Choline has many important functions and may improve memory. Try to make sure your child gets enough choline from dietary sources. Good sources of choline include eggs, beef, salmon, wheat germ and broccoli. If your child does not get enough choline, talk to your doctor about a nutritional supplement. You can buy choline supplements, or find choline in multivitamin/multimineral supplements.
Identification
Choline is an essential nutrient for children and adults. Choline is needed to form cell membranes and transfer lipids. It's needed to produce acetylcholine, which is important for nerve impulses involved in muscle control and memory. Choline also helps the body transfer fat and cholesterol from the liver to body tissues. Choline deficiency may result in fat accumulation, causing liver damage.
Memory
Getting enough choline during early development may be important for memory function. According to a 1999 study cited by Science Daily, pregnant rats who received extra choline gave birth to offspring who showed improved memory capabilities, leading some researchers to suggest pregnant women should make sure to get enough choline as well.
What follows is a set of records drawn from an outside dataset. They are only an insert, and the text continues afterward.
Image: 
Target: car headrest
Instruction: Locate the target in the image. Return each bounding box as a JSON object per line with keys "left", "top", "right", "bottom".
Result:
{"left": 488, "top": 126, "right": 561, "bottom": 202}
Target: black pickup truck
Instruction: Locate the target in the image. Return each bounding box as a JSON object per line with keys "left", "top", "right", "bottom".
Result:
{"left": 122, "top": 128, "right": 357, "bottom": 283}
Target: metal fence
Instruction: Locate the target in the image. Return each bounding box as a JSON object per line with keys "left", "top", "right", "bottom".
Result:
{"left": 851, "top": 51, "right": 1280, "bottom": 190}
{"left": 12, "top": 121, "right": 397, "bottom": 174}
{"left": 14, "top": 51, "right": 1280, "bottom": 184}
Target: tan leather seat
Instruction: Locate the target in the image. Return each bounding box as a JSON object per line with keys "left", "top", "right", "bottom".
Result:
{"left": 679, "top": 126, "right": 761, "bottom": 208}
It may also be especially important for children under age 3 to get enough choline, because this period is a time of rapid brain formation.
Recommendations
The Institute of Medicine has not set an RDA, or recommended dietary allowance, for choline, because of insufficient research, but the institute does recommend an Adequate Intake level. Infants up to 6 months require 125 mg per day. Infants from 6 months to 12 months require 150 mg per day. Children ages 1 to 3 need 200 mg per day. Children ages 4 to 8 need 250 mg per day. Children ages 9 to 13 need 375 mg per day. Adolescent boys ages 14 to 18 need 550 mg per day, while adolescent girls need 400 mg per day.
Warning
Do not allow your child to consume more than the Tolerable Upper Intake Level for choline. Children ages 1 to 8 should not have more than 1 g per day. Children ages 9 to 13 should not exceed 2 g per day. Children ages 14 to 18 should not have more than 3 g per day. Exceeding the recommendations can cause fishy body odor or low blood pressure.